I wrote this in my journal after a yoga practice where I felt particularly open.
When first I began my column — Peace, Love & Practice, I was emailed by the editor that I should think of a short tagline that would express to the reader the focus of my column.
Just one line.
I initially found that very difficult. There is so much connection that I hope to make with others, so many stories that I feel pulled to share, and so much of myself that I wish to explore while giving others an opportunity to see themselves in my words.
How would I express this in one line? I chose "Practice Makes Progress."
It's All Practice
For me, this mantra — practice makes progress — could apply to any area of our lives that we are committed to transforming. It is all practice, is it not? Yoga, teaching, forgiveness, compassion, boundary setting, our own personal healing…
All are a constant practice in our personal expansion. Our physical body shakes as we push our limits in yoga practice — an unraveling of our experience where our physical body reminds us that we have yet to come this far, this shaking of sorts may happen in other areas where we practice new ways of being. We may feel unsteadiness, and it may feel as if our whole world is shaking.
Since choosing this tagline for my column, it has become a mantra that I often use when I feel defeated or like I’ve failed somehow. It always helps me come back to center. These three words help me cultivate compassion for myself and serve as a reminder that I am building a practice of heart centeredness.
There are three areas of practice that I have found draw me closer to my own progression.
Building Muscle Memory
So much of our behavior is unconscious and learned from childhood. For me, I learned early on that being agreeable was synonymous with being good. I, therefore, learned not to ask directly for what I want. I found that, in adulthood, it seemed as if my needs would not get met because I expected others to inherently know what I needed. I had difficulty expressing my needs because I thought that doing so made me a bad person.
I began practicing listening to how I felt and asking for what I want. That was not something, however, that I could simply start doing. For many of us, that takes practice. Beginning small, we build our practice.
I began to practice tuning in to my feelings and expressing my needs. It felt foreign and extremely uncomfortable at first.
Just as in yoga, our muscles might shake in a pose as we feel discomfort, but as we grow stronger, we build muscle memory and it is less of a challenge. The more we practice, the stronger we become in that particular area.
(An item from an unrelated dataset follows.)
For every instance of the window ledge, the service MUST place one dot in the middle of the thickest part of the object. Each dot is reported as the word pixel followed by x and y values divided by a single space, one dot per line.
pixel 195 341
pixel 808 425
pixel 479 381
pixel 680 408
Our heart is a muscle. The practice of compassion for ourselves and others can also lead to a more mindful journey where our heart is at the center of our words and actions. We practice building these muscles until we are strong enough to engage them with a bit more ease.
Our Practice Must Change
When I first began a yoga practice, I fell in love with Hot yoga. I craved the heat and the intensity that came along with practicing in such challenging conditions. A lot of my practice involved endurance and mental focus. Over time, I began my love affair with Ashtanga Vinyasa and the practice of building internal heat through breathing techniques.
I became more knowledgeable and applied more of the Eight Limbs to my day-to-day life. I delved deeper into yogic philosophy and my practice became less about physical endurance as I held a deeper focus inward. I allowed my practice to change as I began to shift in my own needs.
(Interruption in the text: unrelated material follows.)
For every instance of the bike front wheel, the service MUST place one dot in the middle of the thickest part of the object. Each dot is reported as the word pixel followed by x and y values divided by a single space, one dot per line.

Very often we get so stuck on the destination that we become rigid in our focus in getting there. Fluidity invites new awareness of our ever-changing needs. If we are trying to practice forgiveness in a relationship, or for ourselves, and find that we are in a state of frustration because that is simply not where we are, we might shift our practice to being with ourselves in our frustration and exploring that.
Our practice might be in allowing ourselves to be where we are. Remaining open to change is where our journey often begins to take shape.
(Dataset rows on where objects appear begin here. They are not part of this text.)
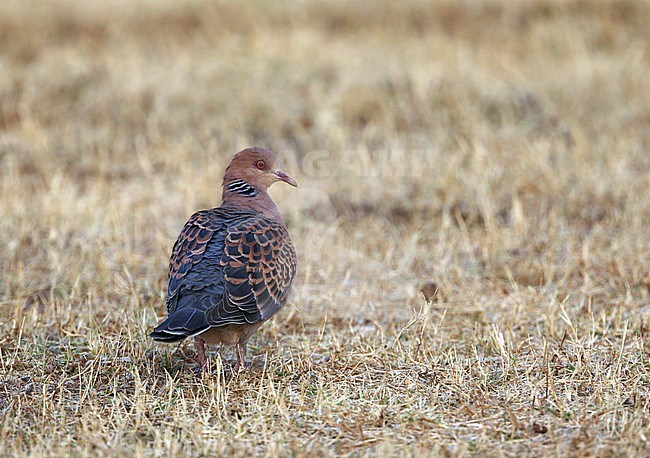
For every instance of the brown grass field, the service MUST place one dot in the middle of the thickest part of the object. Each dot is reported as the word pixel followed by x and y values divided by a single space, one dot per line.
pixel 495 154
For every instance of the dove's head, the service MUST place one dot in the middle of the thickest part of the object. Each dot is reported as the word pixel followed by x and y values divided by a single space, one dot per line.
pixel 257 167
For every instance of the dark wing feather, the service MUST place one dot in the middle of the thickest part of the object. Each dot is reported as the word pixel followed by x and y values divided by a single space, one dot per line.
pixel 189 250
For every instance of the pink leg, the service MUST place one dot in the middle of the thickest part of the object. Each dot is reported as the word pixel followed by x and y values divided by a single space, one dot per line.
pixel 199 344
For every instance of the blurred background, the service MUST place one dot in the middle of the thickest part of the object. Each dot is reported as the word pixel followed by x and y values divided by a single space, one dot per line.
pixel 431 140
pixel 493 154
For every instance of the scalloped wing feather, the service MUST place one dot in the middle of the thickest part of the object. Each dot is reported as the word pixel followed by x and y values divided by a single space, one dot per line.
pixel 259 265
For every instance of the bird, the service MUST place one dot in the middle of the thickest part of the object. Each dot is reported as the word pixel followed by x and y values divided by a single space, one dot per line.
pixel 233 266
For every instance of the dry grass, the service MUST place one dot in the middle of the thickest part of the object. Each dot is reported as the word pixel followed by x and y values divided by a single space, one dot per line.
pixel 499 150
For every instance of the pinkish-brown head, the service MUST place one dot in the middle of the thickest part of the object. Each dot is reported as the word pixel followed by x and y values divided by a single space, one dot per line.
pixel 255 168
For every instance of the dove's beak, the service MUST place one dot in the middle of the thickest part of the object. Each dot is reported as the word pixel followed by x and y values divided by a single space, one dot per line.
pixel 286 178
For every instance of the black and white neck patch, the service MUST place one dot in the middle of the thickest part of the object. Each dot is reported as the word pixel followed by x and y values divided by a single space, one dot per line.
pixel 241 187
There is No Such Thing as Failure
When I began a regular yoga practice and started really studying yogic philosophy, I remember standing in Starbucks one morning. I was running late and had become used to the fast-paced flow that Manhattan teaches if we want to thrive in this city. The barista was chatting with the person in front of me and ended up getting my order wrong.
I found myself becoming very irritated with this friendly young woman who was trying to do her job in a pleasant manner.
As I stormed off with my coffee in hand, a twinge of guilt began to pull at me. Here I was — committed to this practice, yet I couldn’t remain compassionate and peaceful when things did not go my way.
I felt like a failure. But I was not. There is no such thing as failure. It’s all practice and we are not here to be prefect. Practice does not make perfect.
There Is No Perfect Practice
There is no perfect yoga practice, just as there is no perfect spiritual practice. That can become an ego trap where we suppress our negative emotions because we think that we should not have them. A practice in self-love means loving all parts of ourselves and being with our shadows.
If today was not your best day, if you were not the best version of yourself, if you stumbled on your words and confused right from left while teaching yoga, if you snapped at a cashier, or if you weren’t the most loving version of yourself — try again tomorrow.
Come back to your practice and allow a new layer to reveal itself. Practice makes progress.
"You can spend your life hoping that
When only you get rid of the fear,
When you are a little bit more enlightened,
When you have built up your self esteem,
Then, you will show up and give it all.
Or… you can get out of your own way,
Make yourself available,
And bow down to the one who plays you.